Speaking in conference in April 1921, Charles W. Penrose, a member of the LDS First Presidency, noted, “The Holy Ghost is a personage of spirit, as Jesus Christ was when he was Jehovah. He was Jehovah from the beginning of the world, according to the history we have in the Old Testament scriptures. He was a personage of spirit, and he came here to the earth that he might be exactly like his brethren and like his Father, and have a body made out of the lower elements of the universe.” (Conference Report, p.12, emphasis mine).

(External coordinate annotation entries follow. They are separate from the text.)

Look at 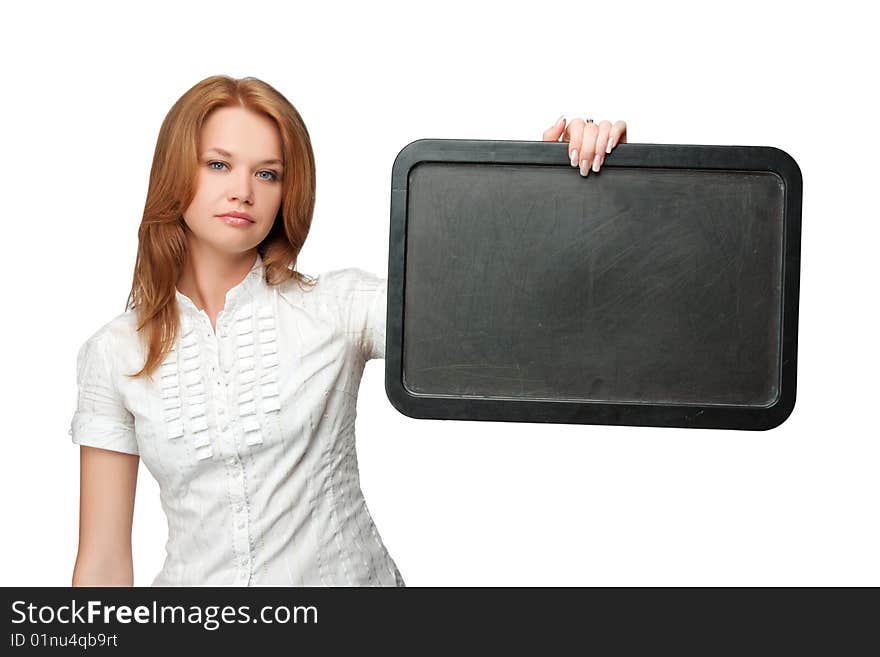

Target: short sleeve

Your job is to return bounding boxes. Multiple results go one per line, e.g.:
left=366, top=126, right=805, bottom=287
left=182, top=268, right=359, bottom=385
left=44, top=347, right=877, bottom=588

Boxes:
left=68, top=336, right=139, bottom=454
left=349, top=269, right=388, bottom=361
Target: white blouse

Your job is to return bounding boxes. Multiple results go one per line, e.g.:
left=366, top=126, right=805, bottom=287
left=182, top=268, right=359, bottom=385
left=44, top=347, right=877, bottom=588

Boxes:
left=69, top=255, right=405, bottom=586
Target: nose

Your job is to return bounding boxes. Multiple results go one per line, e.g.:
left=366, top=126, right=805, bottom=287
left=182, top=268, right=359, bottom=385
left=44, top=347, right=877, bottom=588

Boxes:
left=227, top=171, right=254, bottom=204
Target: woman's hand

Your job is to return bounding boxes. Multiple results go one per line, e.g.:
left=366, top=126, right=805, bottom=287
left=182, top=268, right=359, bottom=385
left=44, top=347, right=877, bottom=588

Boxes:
left=543, top=116, right=626, bottom=176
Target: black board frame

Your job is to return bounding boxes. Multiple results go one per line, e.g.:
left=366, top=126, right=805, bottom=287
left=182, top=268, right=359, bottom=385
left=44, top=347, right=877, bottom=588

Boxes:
left=385, top=139, right=803, bottom=431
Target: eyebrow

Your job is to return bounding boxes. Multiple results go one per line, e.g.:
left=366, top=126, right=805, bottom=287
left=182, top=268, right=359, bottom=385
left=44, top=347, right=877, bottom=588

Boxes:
left=205, top=148, right=284, bottom=166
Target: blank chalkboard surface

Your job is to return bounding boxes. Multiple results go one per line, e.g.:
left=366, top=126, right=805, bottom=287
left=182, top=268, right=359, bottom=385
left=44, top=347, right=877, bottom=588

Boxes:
left=385, top=140, right=801, bottom=429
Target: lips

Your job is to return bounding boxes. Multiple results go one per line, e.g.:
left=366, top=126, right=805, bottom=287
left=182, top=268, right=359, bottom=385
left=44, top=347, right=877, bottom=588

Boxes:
left=217, top=211, right=254, bottom=223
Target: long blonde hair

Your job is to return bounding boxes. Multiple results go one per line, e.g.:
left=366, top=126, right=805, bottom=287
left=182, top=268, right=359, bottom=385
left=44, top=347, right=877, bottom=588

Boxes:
left=125, top=75, right=315, bottom=378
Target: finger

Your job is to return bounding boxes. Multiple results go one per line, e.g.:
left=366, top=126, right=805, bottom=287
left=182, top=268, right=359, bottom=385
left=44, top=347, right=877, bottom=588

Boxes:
left=605, top=121, right=626, bottom=153
left=565, top=119, right=584, bottom=167
left=578, top=123, right=599, bottom=176
left=542, top=114, right=565, bottom=141
left=593, top=121, right=611, bottom=173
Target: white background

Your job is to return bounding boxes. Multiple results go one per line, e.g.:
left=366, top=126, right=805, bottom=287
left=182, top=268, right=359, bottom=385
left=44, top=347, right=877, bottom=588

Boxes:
left=0, top=0, right=880, bottom=586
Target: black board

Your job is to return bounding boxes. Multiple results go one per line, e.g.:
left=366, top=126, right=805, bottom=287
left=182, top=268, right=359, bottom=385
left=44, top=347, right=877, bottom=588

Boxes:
left=385, top=139, right=802, bottom=430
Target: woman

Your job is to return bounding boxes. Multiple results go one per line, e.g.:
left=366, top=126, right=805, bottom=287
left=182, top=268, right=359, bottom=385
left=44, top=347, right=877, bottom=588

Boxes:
left=70, top=76, right=626, bottom=586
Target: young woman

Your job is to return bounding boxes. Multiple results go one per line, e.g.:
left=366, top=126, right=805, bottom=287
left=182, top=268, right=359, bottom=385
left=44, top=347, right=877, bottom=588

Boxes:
left=70, top=76, right=626, bottom=586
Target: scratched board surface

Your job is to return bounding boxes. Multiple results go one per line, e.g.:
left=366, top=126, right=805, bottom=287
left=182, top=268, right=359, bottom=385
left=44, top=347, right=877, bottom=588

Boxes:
left=403, top=162, right=785, bottom=406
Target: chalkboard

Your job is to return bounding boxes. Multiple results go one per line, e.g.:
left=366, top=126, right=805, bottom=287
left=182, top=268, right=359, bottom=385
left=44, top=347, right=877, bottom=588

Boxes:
left=385, top=139, right=801, bottom=430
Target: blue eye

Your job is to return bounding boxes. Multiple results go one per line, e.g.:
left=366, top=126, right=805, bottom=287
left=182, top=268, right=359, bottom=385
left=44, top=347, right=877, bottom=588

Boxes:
left=208, top=160, right=278, bottom=181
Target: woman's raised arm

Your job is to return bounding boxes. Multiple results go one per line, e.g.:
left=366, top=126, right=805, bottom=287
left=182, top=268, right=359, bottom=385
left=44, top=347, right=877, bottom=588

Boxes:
left=72, top=445, right=140, bottom=586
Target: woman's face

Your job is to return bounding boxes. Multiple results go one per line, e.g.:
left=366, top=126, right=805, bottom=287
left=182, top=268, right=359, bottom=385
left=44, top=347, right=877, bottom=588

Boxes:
left=183, top=107, right=283, bottom=255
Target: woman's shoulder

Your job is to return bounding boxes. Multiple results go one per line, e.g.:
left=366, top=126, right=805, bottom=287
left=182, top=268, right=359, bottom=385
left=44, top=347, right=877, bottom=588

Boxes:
left=77, top=310, right=137, bottom=348
left=280, top=267, right=385, bottom=299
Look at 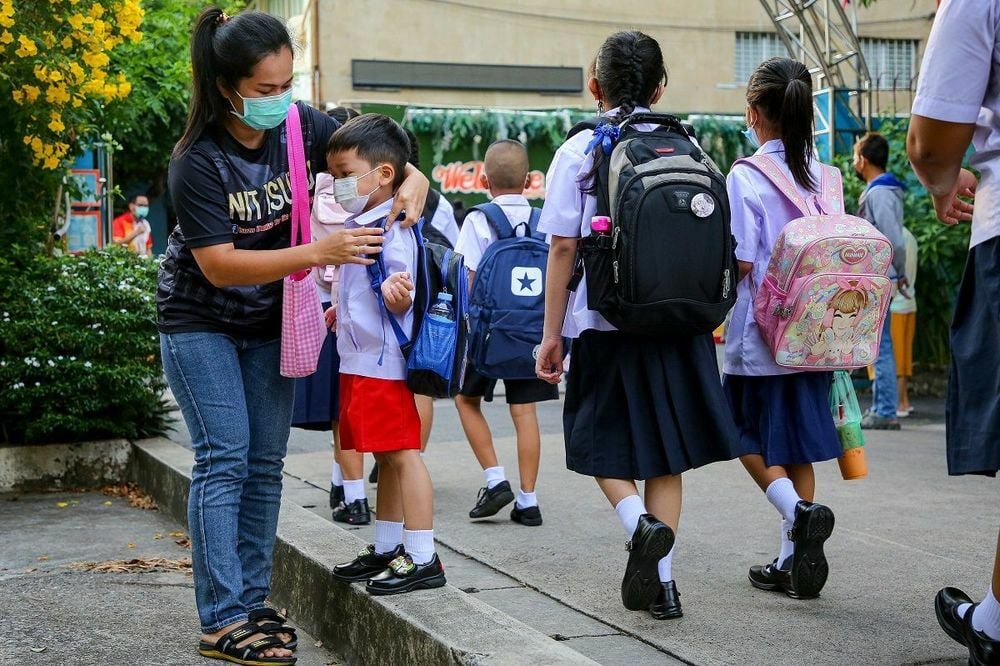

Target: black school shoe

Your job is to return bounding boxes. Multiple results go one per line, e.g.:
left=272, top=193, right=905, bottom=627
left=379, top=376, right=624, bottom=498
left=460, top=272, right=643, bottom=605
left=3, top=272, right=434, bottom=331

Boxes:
left=789, top=500, right=834, bottom=599
left=469, top=481, right=514, bottom=519
left=622, top=513, right=674, bottom=610
left=333, top=544, right=406, bottom=583
left=333, top=499, right=372, bottom=525
left=649, top=580, right=684, bottom=620
left=365, top=553, right=447, bottom=596
left=510, top=504, right=542, bottom=527
left=934, top=587, right=1000, bottom=666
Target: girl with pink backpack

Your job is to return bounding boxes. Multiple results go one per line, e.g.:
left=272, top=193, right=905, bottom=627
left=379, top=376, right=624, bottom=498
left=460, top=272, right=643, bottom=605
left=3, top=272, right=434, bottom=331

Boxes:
left=724, top=58, right=864, bottom=599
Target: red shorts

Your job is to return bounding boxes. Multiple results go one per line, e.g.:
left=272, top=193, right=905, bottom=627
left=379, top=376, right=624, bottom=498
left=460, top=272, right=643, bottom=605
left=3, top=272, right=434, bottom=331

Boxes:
left=340, top=374, right=420, bottom=453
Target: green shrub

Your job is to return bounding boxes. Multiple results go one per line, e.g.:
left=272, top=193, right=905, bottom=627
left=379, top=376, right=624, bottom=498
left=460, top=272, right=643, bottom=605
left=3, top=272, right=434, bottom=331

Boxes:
left=0, top=247, right=167, bottom=444
left=838, top=119, right=970, bottom=369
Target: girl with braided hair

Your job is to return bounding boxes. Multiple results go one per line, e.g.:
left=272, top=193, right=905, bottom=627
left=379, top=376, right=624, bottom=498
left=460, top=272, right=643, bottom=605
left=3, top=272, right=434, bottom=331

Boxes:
left=535, top=31, right=742, bottom=619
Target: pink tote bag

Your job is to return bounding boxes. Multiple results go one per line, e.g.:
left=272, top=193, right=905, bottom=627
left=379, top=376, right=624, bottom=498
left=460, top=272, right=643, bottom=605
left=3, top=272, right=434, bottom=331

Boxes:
left=281, top=104, right=327, bottom=377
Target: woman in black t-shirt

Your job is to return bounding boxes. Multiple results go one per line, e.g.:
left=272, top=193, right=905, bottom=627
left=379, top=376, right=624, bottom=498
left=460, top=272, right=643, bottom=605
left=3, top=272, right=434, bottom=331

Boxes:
left=157, top=8, right=427, bottom=664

In making a similar distinction between the personages of the LDS godhead, Mormon Apostle Bruce McConkie wrote, “The Holy Ghost has not a body of flesh and bones,’ however, ‘but is a personage of Spirit.’ (D&C 130:22.) He is thus a spirit man, a spirit person, a spirit entity. He lives and moves and has his being separate and apart from his fellow Gods. His spirit body is in all respects comparable to the kind of a body that the Lord Jehovah possessed before that beloved and chosen one made flesh his tabernacle by the process of mortal birth.” (A New Witness for the Articles of Faith, pp.253, 254, emphasis mine.)

Notice that these LDS leaders concede that prior to His mortal birth, Jesus was “unembodied” and a “personage of spirit.” This is the key to discovering the error so many Mormons make when it comes to the Genesis passages. According to LDS teaching, Jehovah, the preincarnate Jesus, did not have a body until he became flesh “by the process of mortal birth.” That being so, it is wrong for Mormons to assume that the words “image” and “likeness” refer to flesh and bones since the Mormon “Jehovah” (and Mormon “Holy Ghost”) had no such image or likeness when the conversation in Genesis 1:26 took place.